Disparities between Urban and Rural Life in China – extends to mental health care

Disparity Between Rural and Urban Areas

But what makes that shortage even worse is that since the economic reforms, there has been a brain drain from the rural clinics to more profitable hospitals in the urban areas.  See Yanzhong Huang, The Sick Man of Asia, Foreign Affairs (November/December 2011).  Even though the Chinese government has recognized the need to institute a community-based care model for mental illness, where patients are not all hospitalized but instead are treated while remaining in the community, the Chinese government still expends much of its resources on psychiatric hospitals.  See Mental Health System in China.  This inherently means that money will flow to the urban areas. 

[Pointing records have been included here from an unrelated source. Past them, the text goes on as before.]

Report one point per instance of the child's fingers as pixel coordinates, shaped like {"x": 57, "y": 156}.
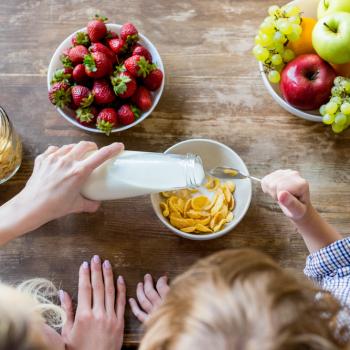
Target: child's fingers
{"x": 79, "y": 151}
{"x": 50, "y": 149}
{"x": 109, "y": 287}
{"x": 89, "y": 206}
{"x": 139, "y": 314}
{"x": 121, "y": 299}
{"x": 141, "y": 297}
{"x": 84, "y": 290}
{"x": 291, "y": 206}
{"x": 162, "y": 286}
{"x": 151, "y": 294}
{"x": 67, "y": 306}
{"x": 98, "y": 288}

Lack of Adequate Insurance and Funding to Rural Health Care Services

Finally, even with the reforms of health care funding, especially in the rural areas, mental health care is still too expensive for many Chinese.  According to WHO, only 2.35% of China’s total health budget is spent on mental health (in the U.S. 5.6% of the national health care spending is on mental health – see Washington Post article);  as of 2011, less than 15% of China’s population had insurance which covered mental health (although 45% of US mental health patients cite cost as a major burden).  See Mental Health System in China. 

Due to these factors, many severely mentally ill in the rural areas have only their families to take care of them.  With little to no treatment, these families sit by while their relatives’ illness only gets worse.  As a last resort, these families resort to restraints, not because they want to but because they have no choice. 

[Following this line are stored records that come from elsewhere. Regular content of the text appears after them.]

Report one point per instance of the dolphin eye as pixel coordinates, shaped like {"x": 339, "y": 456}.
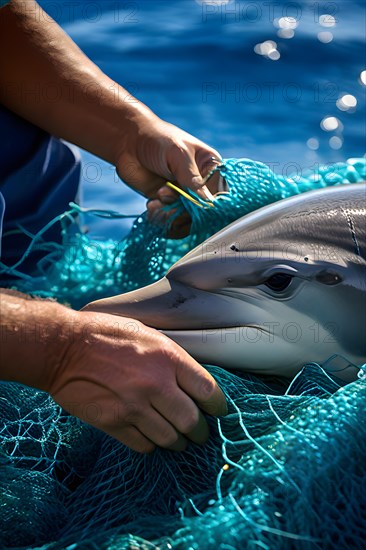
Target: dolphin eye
{"x": 279, "y": 282}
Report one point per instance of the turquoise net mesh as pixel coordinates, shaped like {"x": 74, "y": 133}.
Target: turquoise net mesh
{"x": 284, "y": 469}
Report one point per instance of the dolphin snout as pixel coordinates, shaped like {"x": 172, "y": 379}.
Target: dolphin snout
{"x": 169, "y": 305}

Does the Mental Health Law Change the Current Situation?

Chapter IV of the Mental Health Law– “Rehabilitation from Mental Disorders” – creates a community based model of care which should limit

All for One, One for All – Community Based Mental Health Services

hospitalization to only necessary situations.  This type of model allows those with diminished capacity to be integrated into society and is in line with China’s commitments under the Convention on the Rights of Persons with Disabilities (which China has ratified and the U.S. still has not).  Rural and village governments are required to assist those families obtain the services they need.  This assistance includes financial assistance. 

Unfortunately, the law leaves the funding of what could be a useful framework to the local areas.  For already impoverished villages, they just don’t have the resources to carry out their responsibilities.  As Daum’s translation of “The Need to Promote the Mental Health Law” demonstrates, even when families apply for their legal mandated “Minimum Subsistence Allowances,” the local fund is often inadequate and does not enable them to seek the medical help their relative needs; there will still be out of pocket costs that are too high for many villagers.   

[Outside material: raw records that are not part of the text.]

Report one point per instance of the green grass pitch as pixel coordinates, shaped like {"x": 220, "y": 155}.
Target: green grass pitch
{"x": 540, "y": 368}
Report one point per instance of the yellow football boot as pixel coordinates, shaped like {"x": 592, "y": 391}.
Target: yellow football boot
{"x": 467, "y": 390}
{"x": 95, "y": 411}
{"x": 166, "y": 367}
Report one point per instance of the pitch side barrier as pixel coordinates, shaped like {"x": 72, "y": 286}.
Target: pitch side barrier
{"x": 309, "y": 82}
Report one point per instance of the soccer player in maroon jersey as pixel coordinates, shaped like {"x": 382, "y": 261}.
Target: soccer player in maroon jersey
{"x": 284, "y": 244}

As Huang Xuetao, a lawyer at the Equal Justice Initiative, noted in the article, the hopeful prospects of the Mental Health Law are diminished by three things: (1) the lack of education to the people about the protections of the new law; (2) the lack of funding for mental health care and (3) the government’s  lack of attention to the matter. 

Until those factors change, especially the last two, China’s Mental Health Law will not achieve its objectives.  However, these frank articles in the Chinese press – soon after the Mental Health Law took effect – might be a positive sign that change is on the way.